- Born: 1 July 1987 (age 37) Rotherham, England
- Height: 6 ft 0 in (183 cm)
- Weight: 180 lb (82 kg; 12 st 12 lb)
- Position: Goaltender
- Catches: Left
- EPL team Former teams: Manchester Phoenix Coventry Blaze
- Playing career: 2001–present

= Steve Fone =

Stephen Fone (born 1 July 1987 in Rotherham, England) is an English ice hockey goaltender. He is currently taking time out from ice hockey.

== Career ==
Fone began his career in Sheffield, only a short distance from his Rotherham home. Initially playing at the Under-16 level for the Sheffield Rapiers, he featured in 13 games in his first season, managing a respectable goals against average of 3.87 and save percentage of .888% Fone would remain with the Rapiers the season after, dramatically improving his game to a GAA of 1.37 and a save percentage of .922% It was this season that he also made his debut for the U-19 team of the Sheffield organisation, the Sheffield Steelhawks. It was his only appearance that season.

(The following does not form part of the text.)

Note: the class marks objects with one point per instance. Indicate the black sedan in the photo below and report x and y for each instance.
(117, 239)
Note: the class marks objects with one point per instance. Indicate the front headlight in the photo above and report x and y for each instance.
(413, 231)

Fone remained within the Sheffield organisation until the end of the 2004/05 season, featuring for the Steelhawks, the Sheffield Scimitars and also joining up with the senior Sheffield Steelers for a period, although Fone failed to make a league appearance for the Steelers.

Fone moved for the 2005/06 season and split the season between four appearances again for the Scimitars, but it was at the Solihull Barons that he established himself as first choice goaltender. He played at EPL level on 46 occasions for his new team.

It was in the 2006/07 season that Fone again moved up a level, signing for the Coventry Blaze, a move prompted by his attendance at University in the Midlands. Fone is mainly used as a back-up goaltender by the Blaze, but has played on six occasions in the 2007/08 season, proving himself to be a solid stand-in. In 2007, Fone also made his debut for his country, playing at the World Junior Championships for Team GB.

Fone made a loan move to the Blaze's EIHL rivals the Manchester Phoenix in January 2008 due to an injury to the Phoenix's first choice goaltender, Scott Fankhouser. Fone started well for the Phoenix, winning the Man of the Match award for his heroics in a 5–2 victory against the Cardiff Devils. Fone started two more games for the Phoenix before returning to again play for the Blaze.

Fone received a boost in April 2008 after he was chosen as the third choice goaltender and travelling reserve for the Team G.B. squad playing at the World Championships in Austria. After concluding the 2008/09 season as a Coventry Blaze player, he would agree to re-sign for the Manchester Phoenix following their decision to play in the EPL.

The 2012/13 season saw Steve win the Play-offs with Manchester Phoenix following a serious injury earlier in the season.